Mauvais signal

Le gouvernement Couillard a décidé de couper les vivres à la Table maricole du Québec. Alors que l’industrie de la mariculture encaisse les coups durs, peine à financer son développement et à assurer sa croissance, la décision de Québec lance à n’en point douter, un bien mauvais signal pour l’avenir.

La décision gouvernementale est d’autant plus difficile à comprendre que Québec ne finance cette table de concertation, à hauteur de 85 000$ par année, que depuis trois ans. L’objectif de la Table consistait à regrouper des représentants des mariculteurs avec les divers intervenants de la filière, dont le ministère des Pêcheries, le MPO, Merinov et l’AQIP, autour d’un plan de développement stratégique commun destiné à créer un environnement d’affaires favorisant la croissance de l’industrie. Il faut aussi rappeler que dans sa Stratégie maritime, lancée en juin 2015, Québec promet d’appuyer un «développement maricole ordonné et responsable». Cela semble être très précisément ce que cherchait à faire aussi la Table maricole.

La concertation

Ce n’est évidemment pas parce que ses objectifs sont louables qu’un organisme peut réclamer comme un droit du financement gouvernemental de fonctionnement. Aussi, après trois ans d’opération, il eut été intéressant de dresser un bilan des activités de la Table maricole. Si nous posons l’hypothèse que le gouvernement jugeait son action inefficace ou redondante, ou même que ses résultats n’étaient pas à la hauteur, il aurait été utile d’en faire part aux divers intervenants de l’industrie et aux contribuables. Le gouvernement ne verse jamais de contribution financière sans demander une reddition de comptes. Si le bilan de la Table maricole est à ce point négatif qu’il faillait l’abolir, pourquoi le gouvernement ne l’affirme-t-il pas d’emblée ?

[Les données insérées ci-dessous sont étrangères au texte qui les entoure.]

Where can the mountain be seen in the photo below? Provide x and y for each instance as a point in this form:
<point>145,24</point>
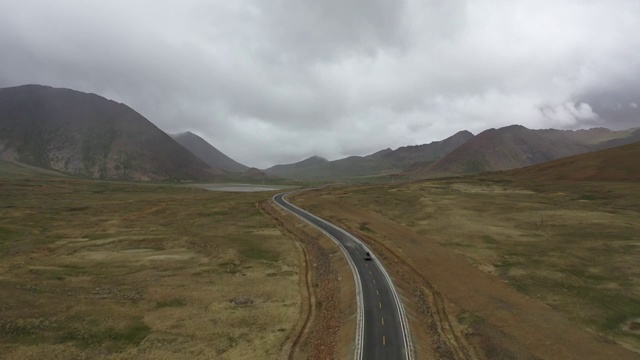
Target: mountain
<point>515,146</point>
<point>88,135</point>
<point>614,164</point>
<point>408,155</point>
<point>382,162</point>
<point>207,153</point>
<point>286,169</point>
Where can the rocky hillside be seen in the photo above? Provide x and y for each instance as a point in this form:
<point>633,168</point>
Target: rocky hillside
<point>382,162</point>
<point>207,153</point>
<point>88,135</point>
<point>614,164</point>
<point>515,146</point>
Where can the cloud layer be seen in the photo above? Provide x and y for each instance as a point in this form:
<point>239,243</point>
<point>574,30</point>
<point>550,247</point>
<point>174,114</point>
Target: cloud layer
<point>274,82</point>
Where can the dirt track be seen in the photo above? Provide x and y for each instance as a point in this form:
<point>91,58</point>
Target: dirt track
<point>325,329</point>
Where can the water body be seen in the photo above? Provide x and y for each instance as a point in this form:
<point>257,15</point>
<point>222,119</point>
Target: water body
<point>243,187</point>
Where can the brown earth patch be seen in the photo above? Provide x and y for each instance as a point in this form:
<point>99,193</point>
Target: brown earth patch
<point>464,312</point>
<point>327,324</point>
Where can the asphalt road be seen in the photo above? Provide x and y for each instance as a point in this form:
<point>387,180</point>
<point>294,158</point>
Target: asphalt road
<point>382,331</point>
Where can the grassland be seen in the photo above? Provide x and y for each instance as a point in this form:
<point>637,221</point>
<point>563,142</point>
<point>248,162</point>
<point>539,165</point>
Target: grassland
<point>572,246</point>
<point>111,270</point>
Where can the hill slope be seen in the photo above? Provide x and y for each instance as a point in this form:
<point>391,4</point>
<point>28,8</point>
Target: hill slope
<point>88,135</point>
<point>207,153</point>
<point>515,146</point>
<point>614,164</point>
<point>381,162</point>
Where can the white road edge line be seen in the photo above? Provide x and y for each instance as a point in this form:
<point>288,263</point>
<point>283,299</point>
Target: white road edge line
<point>408,343</point>
<point>356,275</point>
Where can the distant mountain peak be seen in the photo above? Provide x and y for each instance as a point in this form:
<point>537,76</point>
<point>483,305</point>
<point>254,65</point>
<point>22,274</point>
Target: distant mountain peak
<point>207,152</point>
<point>85,134</point>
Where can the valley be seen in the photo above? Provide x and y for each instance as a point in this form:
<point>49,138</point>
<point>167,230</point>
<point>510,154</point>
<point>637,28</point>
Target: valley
<point>518,268</point>
<point>126,271</point>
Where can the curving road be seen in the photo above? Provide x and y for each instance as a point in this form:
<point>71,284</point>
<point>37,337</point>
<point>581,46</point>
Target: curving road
<point>382,329</point>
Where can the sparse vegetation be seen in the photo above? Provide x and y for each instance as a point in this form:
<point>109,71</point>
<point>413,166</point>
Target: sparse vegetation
<point>571,245</point>
<point>92,269</point>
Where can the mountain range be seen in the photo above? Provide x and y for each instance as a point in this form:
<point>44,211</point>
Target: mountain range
<point>515,146</point>
<point>206,152</point>
<point>87,135</point>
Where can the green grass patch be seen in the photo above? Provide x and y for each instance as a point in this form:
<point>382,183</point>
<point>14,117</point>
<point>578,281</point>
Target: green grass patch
<point>254,249</point>
<point>106,336</point>
<point>175,302</point>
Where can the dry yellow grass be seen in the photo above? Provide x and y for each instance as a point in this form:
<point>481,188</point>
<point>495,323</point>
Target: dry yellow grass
<point>572,246</point>
<point>121,271</point>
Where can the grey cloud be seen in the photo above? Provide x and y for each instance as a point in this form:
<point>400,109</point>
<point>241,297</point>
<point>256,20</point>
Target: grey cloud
<point>272,82</point>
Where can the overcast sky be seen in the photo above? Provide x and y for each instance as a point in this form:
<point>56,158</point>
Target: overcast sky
<point>276,81</point>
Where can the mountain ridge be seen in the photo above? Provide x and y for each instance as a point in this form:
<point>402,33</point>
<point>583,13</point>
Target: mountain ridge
<point>87,135</point>
<point>207,152</point>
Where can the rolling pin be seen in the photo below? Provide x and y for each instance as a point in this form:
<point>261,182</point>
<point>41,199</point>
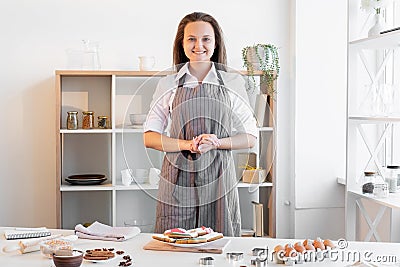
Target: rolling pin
<point>30,245</point>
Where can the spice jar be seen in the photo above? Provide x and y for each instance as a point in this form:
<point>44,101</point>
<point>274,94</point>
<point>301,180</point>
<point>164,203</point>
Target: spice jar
<point>88,120</point>
<point>72,120</point>
<point>368,182</point>
<point>103,122</point>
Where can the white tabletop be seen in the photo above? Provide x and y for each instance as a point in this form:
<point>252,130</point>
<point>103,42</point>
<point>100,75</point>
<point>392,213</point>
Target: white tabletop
<point>389,252</point>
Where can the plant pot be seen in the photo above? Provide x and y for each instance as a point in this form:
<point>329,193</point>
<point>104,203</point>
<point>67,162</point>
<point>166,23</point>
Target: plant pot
<point>379,26</point>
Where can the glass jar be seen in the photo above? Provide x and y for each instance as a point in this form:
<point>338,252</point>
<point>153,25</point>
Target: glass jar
<point>72,120</point>
<point>103,122</point>
<point>88,120</point>
<point>368,182</point>
<point>381,190</point>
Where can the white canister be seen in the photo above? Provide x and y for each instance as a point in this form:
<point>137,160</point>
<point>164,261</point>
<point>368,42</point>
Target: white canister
<point>392,184</point>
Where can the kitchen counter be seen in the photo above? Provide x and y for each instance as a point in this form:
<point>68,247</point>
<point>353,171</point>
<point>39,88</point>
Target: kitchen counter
<point>379,253</point>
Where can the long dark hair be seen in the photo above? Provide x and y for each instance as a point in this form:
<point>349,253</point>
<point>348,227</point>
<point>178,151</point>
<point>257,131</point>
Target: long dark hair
<point>219,55</point>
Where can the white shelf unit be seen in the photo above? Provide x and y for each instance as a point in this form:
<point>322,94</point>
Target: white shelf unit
<point>116,94</point>
<point>373,121</point>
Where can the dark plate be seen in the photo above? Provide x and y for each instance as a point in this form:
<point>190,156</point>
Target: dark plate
<point>86,176</point>
<point>85,181</point>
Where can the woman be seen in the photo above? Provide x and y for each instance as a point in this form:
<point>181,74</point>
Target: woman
<point>197,186</point>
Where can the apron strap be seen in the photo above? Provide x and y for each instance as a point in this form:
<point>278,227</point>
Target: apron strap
<point>182,80</point>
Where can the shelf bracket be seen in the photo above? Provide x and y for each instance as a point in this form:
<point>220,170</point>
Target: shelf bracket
<point>372,225</point>
<point>375,151</point>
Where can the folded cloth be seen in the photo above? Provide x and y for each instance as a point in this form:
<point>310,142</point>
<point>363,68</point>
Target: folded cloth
<point>101,231</point>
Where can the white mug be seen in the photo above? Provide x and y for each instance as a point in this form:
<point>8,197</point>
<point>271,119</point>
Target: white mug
<point>146,62</point>
<point>126,176</point>
<point>141,175</point>
<point>154,176</point>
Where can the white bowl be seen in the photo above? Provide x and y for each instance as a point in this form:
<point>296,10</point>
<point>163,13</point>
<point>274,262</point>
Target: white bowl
<point>137,119</point>
<point>49,247</point>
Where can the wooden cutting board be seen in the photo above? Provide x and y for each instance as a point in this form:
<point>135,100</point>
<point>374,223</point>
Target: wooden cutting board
<point>215,247</point>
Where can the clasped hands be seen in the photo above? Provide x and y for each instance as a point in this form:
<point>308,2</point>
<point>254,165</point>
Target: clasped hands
<point>204,143</point>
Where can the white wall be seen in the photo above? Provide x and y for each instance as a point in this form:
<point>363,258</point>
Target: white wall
<point>35,35</point>
<point>320,117</point>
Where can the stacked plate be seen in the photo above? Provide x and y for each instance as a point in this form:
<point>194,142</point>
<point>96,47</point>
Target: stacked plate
<point>86,179</point>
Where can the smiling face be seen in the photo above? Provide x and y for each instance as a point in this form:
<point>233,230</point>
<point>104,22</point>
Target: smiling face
<point>199,41</point>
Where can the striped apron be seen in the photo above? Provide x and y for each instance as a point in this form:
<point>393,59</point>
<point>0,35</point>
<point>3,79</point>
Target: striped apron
<point>199,189</point>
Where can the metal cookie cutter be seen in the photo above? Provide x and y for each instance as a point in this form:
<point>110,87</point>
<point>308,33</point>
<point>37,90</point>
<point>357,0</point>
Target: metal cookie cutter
<point>234,256</point>
<point>209,261</point>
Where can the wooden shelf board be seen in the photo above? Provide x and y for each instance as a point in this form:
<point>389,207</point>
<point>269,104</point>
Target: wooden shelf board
<point>127,73</point>
<point>83,131</point>
<point>246,185</point>
<point>380,119</point>
<point>384,41</point>
<point>133,186</point>
<point>393,201</point>
<point>73,188</point>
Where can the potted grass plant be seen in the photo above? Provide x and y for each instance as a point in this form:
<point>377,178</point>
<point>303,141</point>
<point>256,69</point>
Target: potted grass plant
<point>264,58</point>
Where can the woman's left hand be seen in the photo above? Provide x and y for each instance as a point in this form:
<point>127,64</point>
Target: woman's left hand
<point>207,142</point>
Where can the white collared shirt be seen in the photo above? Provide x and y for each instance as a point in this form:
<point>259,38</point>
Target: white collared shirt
<point>161,105</point>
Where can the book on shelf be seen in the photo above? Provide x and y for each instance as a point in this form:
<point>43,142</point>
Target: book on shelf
<point>21,233</point>
<point>258,218</point>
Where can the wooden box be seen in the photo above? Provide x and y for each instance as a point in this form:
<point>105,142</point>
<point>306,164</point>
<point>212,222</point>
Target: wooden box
<point>254,176</point>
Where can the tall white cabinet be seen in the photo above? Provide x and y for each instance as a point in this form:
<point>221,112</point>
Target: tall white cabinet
<point>373,124</point>
<point>116,94</point>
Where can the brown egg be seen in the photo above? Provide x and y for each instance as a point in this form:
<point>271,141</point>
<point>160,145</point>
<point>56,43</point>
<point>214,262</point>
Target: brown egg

Or, pour justifier la décision du gouvernement, le député des Îles et adjoint parlementaire aux pêches, Germain Chevarie, parle plutôt d’un exercice d’optimisation des programmes de financement du ministère de l’Agriculture, des Pêcheries et de l’Alimentation. En d’autres mots, la Table maricole devient la plus récente victime des compressions gouvernementales. En contrepartie, le député promet que le soutien au Regroupement des mariculteurs du Québec (RMQ), dont ce dernier est sans nouvelle depuis décembre dernier, sera rehaussé substantiellement. Aux yeux du député, le Regroupement peut très bien défendre les intérêts de ses membres et prendre en charge la concertation sectorielle. Le problème avec cette approche, c’est que la défense d’un intérêt particulier représente précisément l’obstacle principal au principe d’une concertation efficace où l’intérêt collectif des diverses parties doit prédominer.

Déshabiller Saint-Pierre

Le député Chevarie en a aussi profité pour expliquer qu’une partie des sommes ainsi épargnées seraient réallouées à d’autres organisations, dont le Bon goût frais des Îles et l’Association des chasseurs de phoques des Îles. Le moins que l’on puisse dire, c’est que cela en dit long sur la confiance que porte le gouvernement envers l’industrie maricole. Ces deux organisations ont certes besoin du soutien gouvernemental, mais cette idée de déshabiller Saint-Pierre pour habiller Saint-Paul constitue une sorte de désaveu public tristement révélateur.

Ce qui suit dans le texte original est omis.